Uncle Slappy and the walnuts.


A few weeks ago, after a long drive home from visiting my 31-year-old daughter up in Boston, I opened the door to my apartment and heard the land-line ringing insistently.

The Harass-for-Profit telemarketing industry with the support of our so-called public-servants, places an estimated 2.5 billion robocalls a month—that’s almost 1,000 a second, if you do the math, which you probably shouldn’t.

I suppose like those ad people who retarget us and cookie us and track our every movement, if you asked the various politicians and other flim-flam artists behind these calls they’d tell you they’re providing a public service because people want to hear about their electoral options and time-shares situated alongside a mosquito-infested toxic swamp.

Nevertheless, unusually, it wasn’t a robocall, it was Uncle Slappy. The only person besides robos to actually call my house phone.

“Boychick,” he began. Uncle Slappy needs no introduction and seldom makes one. “Boychick, she’s trying to kill me. She’s trying to send me to an early grave.”

“It would hardly be early,” I reminded the old man, “you’re 91 now.”

Uncle Slappy retorted with the classic Yiddish rejoinder. It worked when Shecky Greene used it. It still works today.

“Ninety-one, schminety-one, Mr. Wisenheimer. She’s trying to kill me.”

“Who is, Uncle Slappy?” I assumed the cleaning woman had upset his universe again by not ironing his handkerchiefs.

“Your sainted Aunt Sylvie. The one everyone assumes has put up with me all these years. They don’t know what she’s doing to me.”

“I can’t imagine…”

“Then you have no imagination, Mr. Smartypants.”

I was chastened by that but said nothing. Fortunately, Uncle Slappy continued.

“Remember last November around my birthday Aunt Sylvie bought me an Apple Watch.”

“Well, Dr. Cohen said you should walk more.”

“Dr. Richard P. Cohen, the cardiologist,” Uncle Slappy clarified. “Not Dr. Richard T. Cohen, the podiatrist.”

“He’s a good man, Dr. Cohen.” I’ve been seeing Cohen, the cardiologist, myself and for nearly 40 years. Like every other one of Dr. Cohen's thousands of patients, I could lose a little weight.

“So, every morning, come fahtutz or come schmutz, out for a walk I go.

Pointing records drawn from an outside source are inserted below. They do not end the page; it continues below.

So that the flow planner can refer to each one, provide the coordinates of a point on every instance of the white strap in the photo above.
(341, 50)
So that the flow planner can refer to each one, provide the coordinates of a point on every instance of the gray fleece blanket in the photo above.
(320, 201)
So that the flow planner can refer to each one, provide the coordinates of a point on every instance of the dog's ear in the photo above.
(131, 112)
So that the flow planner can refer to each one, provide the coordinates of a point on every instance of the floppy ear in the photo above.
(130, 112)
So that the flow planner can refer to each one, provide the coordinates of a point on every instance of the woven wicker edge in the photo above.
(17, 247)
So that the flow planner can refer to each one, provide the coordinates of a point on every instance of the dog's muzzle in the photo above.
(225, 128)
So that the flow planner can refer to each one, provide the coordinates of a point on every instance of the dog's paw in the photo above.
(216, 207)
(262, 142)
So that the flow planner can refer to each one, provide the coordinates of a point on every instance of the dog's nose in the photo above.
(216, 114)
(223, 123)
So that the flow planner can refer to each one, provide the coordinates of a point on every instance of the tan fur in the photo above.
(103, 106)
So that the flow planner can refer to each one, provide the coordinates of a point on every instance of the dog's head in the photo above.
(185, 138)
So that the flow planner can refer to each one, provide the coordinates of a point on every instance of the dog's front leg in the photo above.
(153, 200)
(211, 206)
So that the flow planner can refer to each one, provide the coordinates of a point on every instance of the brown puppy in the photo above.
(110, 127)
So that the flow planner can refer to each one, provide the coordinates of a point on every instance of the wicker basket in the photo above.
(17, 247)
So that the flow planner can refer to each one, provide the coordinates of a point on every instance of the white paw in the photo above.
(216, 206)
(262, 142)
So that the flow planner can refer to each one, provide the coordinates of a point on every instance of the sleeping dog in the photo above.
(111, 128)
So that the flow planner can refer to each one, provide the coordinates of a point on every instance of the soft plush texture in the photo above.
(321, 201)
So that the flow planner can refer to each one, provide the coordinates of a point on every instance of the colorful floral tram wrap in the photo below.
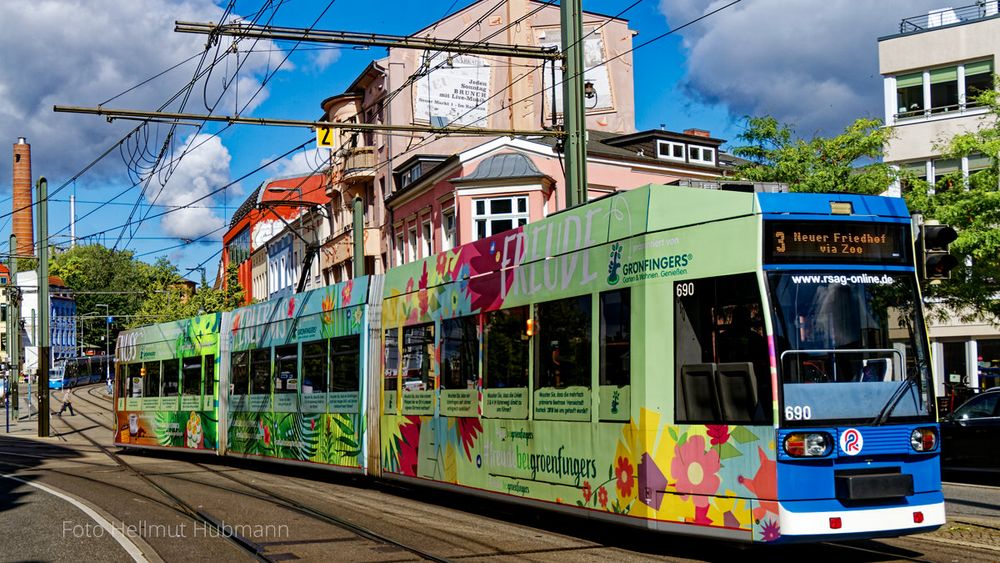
(745, 366)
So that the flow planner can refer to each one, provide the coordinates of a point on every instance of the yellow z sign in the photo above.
(324, 137)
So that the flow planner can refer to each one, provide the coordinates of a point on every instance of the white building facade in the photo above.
(932, 70)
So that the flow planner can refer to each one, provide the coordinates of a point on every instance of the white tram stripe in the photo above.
(132, 549)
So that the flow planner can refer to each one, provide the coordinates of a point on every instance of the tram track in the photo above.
(252, 491)
(284, 502)
(197, 515)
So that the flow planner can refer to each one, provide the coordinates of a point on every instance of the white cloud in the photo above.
(306, 161)
(75, 53)
(325, 57)
(203, 169)
(810, 63)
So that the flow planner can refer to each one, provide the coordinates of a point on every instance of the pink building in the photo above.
(444, 201)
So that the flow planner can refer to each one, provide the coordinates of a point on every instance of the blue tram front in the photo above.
(857, 440)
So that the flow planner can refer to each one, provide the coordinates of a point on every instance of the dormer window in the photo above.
(669, 150)
(410, 175)
(701, 155)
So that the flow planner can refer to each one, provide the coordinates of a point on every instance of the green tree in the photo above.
(848, 162)
(173, 300)
(100, 275)
(972, 207)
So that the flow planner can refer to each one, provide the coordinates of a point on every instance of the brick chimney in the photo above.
(23, 225)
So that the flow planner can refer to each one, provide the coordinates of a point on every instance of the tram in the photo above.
(743, 366)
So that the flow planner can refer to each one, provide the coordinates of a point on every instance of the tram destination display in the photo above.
(836, 241)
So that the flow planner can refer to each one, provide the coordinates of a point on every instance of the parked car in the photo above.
(970, 434)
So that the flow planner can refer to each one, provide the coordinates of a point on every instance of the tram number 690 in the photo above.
(798, 412)
(685, 289)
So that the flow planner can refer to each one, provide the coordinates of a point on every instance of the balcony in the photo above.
(358, 164)
(950, 16)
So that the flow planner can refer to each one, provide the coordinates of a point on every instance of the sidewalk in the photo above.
(26, 423)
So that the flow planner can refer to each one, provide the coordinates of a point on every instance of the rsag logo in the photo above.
(614, 263)
(851, 441)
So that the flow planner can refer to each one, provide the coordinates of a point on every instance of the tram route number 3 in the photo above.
(685, 289)
(798, 412)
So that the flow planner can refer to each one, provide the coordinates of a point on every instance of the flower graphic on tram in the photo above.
(696, 469)
(614, 263)
(625, 476)
(193, 431)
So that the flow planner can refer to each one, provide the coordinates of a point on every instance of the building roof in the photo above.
(246, 207)
(295, 189)
(639, 147)
(503, 166)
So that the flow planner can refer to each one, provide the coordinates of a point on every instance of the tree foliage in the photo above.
(173, 301)
(973, 208)
(100, 275)
(848, 162)
(136, 293)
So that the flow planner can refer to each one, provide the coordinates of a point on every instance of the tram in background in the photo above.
(88, 369)
(745, 366)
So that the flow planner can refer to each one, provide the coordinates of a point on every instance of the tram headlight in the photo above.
(923, 439)
(808, 444)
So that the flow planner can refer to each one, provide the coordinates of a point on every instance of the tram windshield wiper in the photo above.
(894, 400)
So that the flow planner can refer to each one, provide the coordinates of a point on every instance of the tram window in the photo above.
(391, 361)
(418, 358)
(123, 381)
(564, 329)
(151, 381)
(616, 320)
(240, 368)
(171, 378)
(314, 366)
(346, 359)
(286, 368)
(260, 371)
(209, 374)
(722, 366)
(505, 348)
(459, 353)
(191, 376)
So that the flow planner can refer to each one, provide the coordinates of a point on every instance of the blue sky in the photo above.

Usually to the shuffleboard courts and back two times. That’s a mile.”

“That’s good, Uncle Slappy. You feel better?”

“Like a spring chicken I feel. Unfortunately, an already-cooked spring chicken, served with a side of creamed spinach. Rotisserie, maybe”

He paused for his laugh like an old vaudevillian then continued.

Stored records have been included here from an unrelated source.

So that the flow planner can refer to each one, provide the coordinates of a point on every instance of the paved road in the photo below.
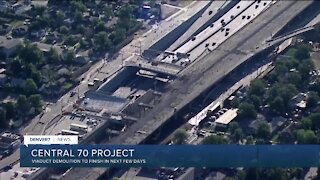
(202, 74)
(105, 69)
(38, 124)
(198, 77)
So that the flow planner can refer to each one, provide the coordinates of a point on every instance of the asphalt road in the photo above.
(198, 77)
(105, 70)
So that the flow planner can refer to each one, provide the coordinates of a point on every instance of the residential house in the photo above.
(277, 122)
(46, 47)
(5, 28)
(9, 142)
(20, 31)
(8, 46)
(17, 82)
(38, 34)
(3, 79)
(4, 6)
(299, 101)
(255, 124)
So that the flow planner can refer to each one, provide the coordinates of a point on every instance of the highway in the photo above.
(240, 15)
(202, 74)
(205, 17)
(103, 69)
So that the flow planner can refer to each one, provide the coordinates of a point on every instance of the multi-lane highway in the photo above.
(201, 75)
(104, 70)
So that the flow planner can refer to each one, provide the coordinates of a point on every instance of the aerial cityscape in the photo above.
(167, 72)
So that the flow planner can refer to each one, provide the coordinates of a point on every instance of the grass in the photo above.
(275, 138)
(16, 23)
(67, 86)
(290, 52)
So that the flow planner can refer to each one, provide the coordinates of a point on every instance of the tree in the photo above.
(70, 55)
(53, 56)
(233, 126)
(302, 52)
(63, 30)
(315, 118)
(9, 108)
(78, 16)
(305, 67)
(305, 123)
(313, 99)
(78, 6)
(60, 16)
(118, 35)
(257, 87)
(277, 106)
(108, 12)
(238, 134)
(252, 174)
(22, 103)
(180, 136)
(15, 66)
(306, 137)
(318, 174)
(250, 140)
(264, 131)
(247, 110)
(35, 100)
(102, 41)
(294, 78)
(99, 26)
(30, 53)
(30, 87)
(276, 174)
(215, 139)
(3, 118)
(256, 101)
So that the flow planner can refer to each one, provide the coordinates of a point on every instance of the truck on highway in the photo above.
(79, 127)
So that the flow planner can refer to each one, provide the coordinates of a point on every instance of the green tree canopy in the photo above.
(252, 174)
(10, 109)
(22, 103)
(277, 106)
(3, 118)
(313, 99)
(306, 137)
(264, 131)
(257, 87)
(247, 110)
(305, 123)
(53, 56)
(215, 139)
(30, 87)
(30, 53)
(180, 136)
(102, 41)
(302, 52)
(233, 126)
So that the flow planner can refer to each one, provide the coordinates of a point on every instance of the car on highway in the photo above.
(7, 168)
(73, 93)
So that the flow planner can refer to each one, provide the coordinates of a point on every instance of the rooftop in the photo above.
(9, 43)
(227, 117)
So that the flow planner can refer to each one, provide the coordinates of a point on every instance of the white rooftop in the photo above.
(227, 117)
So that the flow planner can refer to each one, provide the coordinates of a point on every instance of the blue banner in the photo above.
(170, 156)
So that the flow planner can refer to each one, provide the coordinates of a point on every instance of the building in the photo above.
(300, 100)
(277, 123)
(9, 142)
(8, 46)
(226, 118)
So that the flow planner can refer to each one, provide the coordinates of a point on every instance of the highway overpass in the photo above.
(200, 76)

“So, I shouldn’t get woozy, Aunt Sylvie packs for me in a little Ziploc baggie a handful of walnuts she gets down at the Costco.”

“You can save a lot of money at Costco,” I lied. “The other day my wife bought me a package of 3,000 razor blades and must have saved 17-cents.”

“I understand. Back when I was in my 70s, Sylvie bought a canister of walnuts about the size of a World War II depth-charge. There must have been 1006-pounds of walnuts inside. I’ve been eating these walnuts since Spiro Agnew resigned.”

“But think of the savings,” I said.

Uncle Slappy ignored my stab at commentary.

“I’m out for my walk, and in the heat with the global warming, a little dizzy I feel. So into the Ziploc baggie I take out a few walnuts.”

“They helped, I hope.”

“No,” Uncle Slappy said, “they hurt. They were rancid like Socrates drinking hemlock. Still in my mouth a bad taste I have. Two hours later.”

“So you made it home and threw them out?”

“Ach, and waste food? I suppose you waste food. But you're Mr Big Shot advertising moneybags. And I'm just a retired Rabbi living on my 401(K). That's K as in kvetch."

And with that the old man hung up the blower.

I looked at our land-line. I brought the receiver up to my eyes and thought hard about ripping it from the wall.